In the present report, 79 adult sheep exposed to 22388 ppm salinomycin, showed acute intoxication and high mortality. Previously intoxication and mortality (67%), in 16-week old calves, exposed to a 70 000 ppm salinomycin has been reported from Iran (Omidi et al., 2010). On the basis of previously mentioned points about salinomycin indication in poultry and rabbit, if normal dosage of salinomycin is assumed 50 mg/kg of ration, it seems the affected animals were exposed with approximately 447 times in comparison of the normal daily use in the farm. Salinomycin particles as whitish powder were grossly detected in the remnants of the mixed ration in the manger. Seventy eight sheep were founded dead and one of them was moribund and showed convulsive seizures. Mortality was 100%. The other animals hadn't received that ration and were health.

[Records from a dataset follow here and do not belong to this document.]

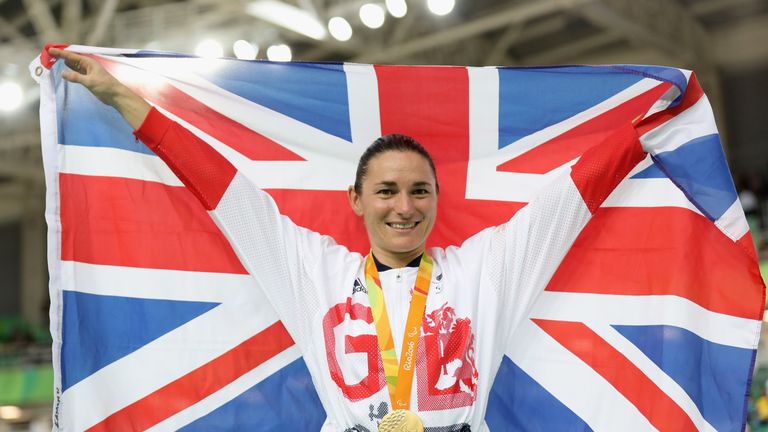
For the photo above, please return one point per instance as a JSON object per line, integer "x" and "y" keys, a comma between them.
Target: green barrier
{"x": 764, "y": 273}
{"x": 26, "y": 385}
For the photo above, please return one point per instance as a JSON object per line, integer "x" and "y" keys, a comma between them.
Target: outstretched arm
{"x": 88, "y": 72}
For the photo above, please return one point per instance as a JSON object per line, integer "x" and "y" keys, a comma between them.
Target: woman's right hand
{"x": 92, "y": 75}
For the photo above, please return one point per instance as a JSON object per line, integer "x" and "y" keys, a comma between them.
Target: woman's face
{"x": 398, "y": 203}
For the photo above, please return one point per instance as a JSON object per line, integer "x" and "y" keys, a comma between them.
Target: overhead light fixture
{"x": 289, "y": 17}
{"x": 441, "y": 7}
{"x": 372, "y": 15}
{"x": 281, "y": 52}
{"x": 397, "y": 8}
{"x": 244, "y": 50}
{"x": 340, "y": 28}
{"x": 209, "y": 48}
{"x": 11, "y": 96}
{"x": 10, "y": 412}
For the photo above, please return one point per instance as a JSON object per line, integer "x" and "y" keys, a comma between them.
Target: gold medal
{"x": 401, "y": 421}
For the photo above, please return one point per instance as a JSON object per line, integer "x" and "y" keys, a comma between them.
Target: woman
{"x": 456, "y": 307}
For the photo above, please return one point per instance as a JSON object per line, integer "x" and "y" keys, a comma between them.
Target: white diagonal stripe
{"x": 566, "y": 377}
{"x": 229, "y": 392}
{"x": 162, "y": 361}
{"x": 113, "y": 162}
{"x": 652, "y": 371}
{"x": 695, "y": 122}
{"x": 158, "y": 284}
{"x": 594, "y": 309}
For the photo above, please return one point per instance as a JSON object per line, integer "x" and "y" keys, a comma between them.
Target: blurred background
{"x": 724, "y": 41}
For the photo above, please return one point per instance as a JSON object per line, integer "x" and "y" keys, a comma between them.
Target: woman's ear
{"x": 354, "y": 201}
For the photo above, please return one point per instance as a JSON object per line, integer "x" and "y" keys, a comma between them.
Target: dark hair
{"x": 391, "y": 142}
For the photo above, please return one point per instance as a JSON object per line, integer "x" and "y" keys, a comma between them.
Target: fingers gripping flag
{"x": 650, "y": 322}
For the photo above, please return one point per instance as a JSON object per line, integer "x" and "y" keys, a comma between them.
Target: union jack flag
{"x": 650, "y": 323}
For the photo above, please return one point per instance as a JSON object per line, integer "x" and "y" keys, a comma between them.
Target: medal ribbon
{"x": 399, "y": 378}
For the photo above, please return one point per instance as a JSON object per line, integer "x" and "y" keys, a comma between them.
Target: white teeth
{"x": 403, "y": 226}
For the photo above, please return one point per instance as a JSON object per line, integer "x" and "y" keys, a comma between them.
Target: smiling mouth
{"x": 408, "y": 225}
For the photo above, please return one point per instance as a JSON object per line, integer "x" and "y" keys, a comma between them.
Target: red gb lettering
{"x": 368, "y": 344}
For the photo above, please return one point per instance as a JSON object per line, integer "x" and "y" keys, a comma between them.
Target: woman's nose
{"x": 404, "y": 204}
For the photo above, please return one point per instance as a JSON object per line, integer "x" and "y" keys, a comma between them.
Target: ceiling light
{"x": 10, "y": 412}
{"x": 441, "y": 7}
{"x": 340, "y": 28}
{"x": 11, "y": 96}
{"x": 288, "y": 16}
{"x": 372, "y": 15}
{"x": 209, "y": 48}
{"x": 244, "y": 50}
{"x": 397, "y": 8}
{"x": 279, "y": 52}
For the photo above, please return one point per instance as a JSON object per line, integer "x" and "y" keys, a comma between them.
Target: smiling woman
{"x": 395, "y": 192}
{"x": 369, "y": 326}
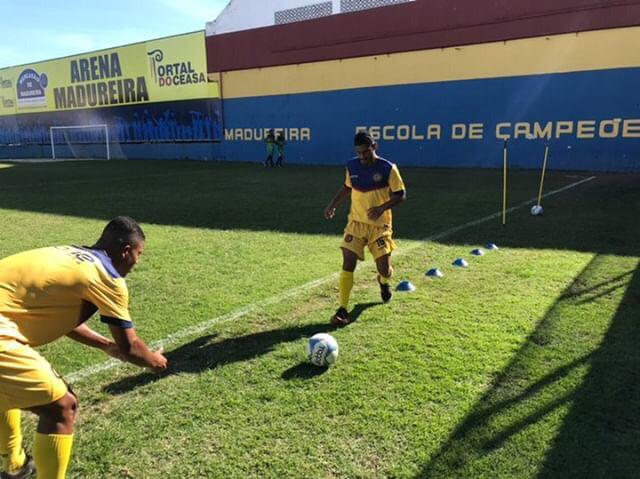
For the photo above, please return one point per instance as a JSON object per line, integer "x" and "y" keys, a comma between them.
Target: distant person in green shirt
{"x": 270, "y": 140}
{"x": 280, "y": 142}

Although, clinical signs and pathologic lesions are not pathognomonic for definitive diagnosis of ionophores intoxications and requires toxicological analysis of the feed, in this study on the basis of the history, observation of the ionophore remnant in the ration, clinical signs, gross and histopathological findings, acute salinomycin intoxication is definitely diagnosed.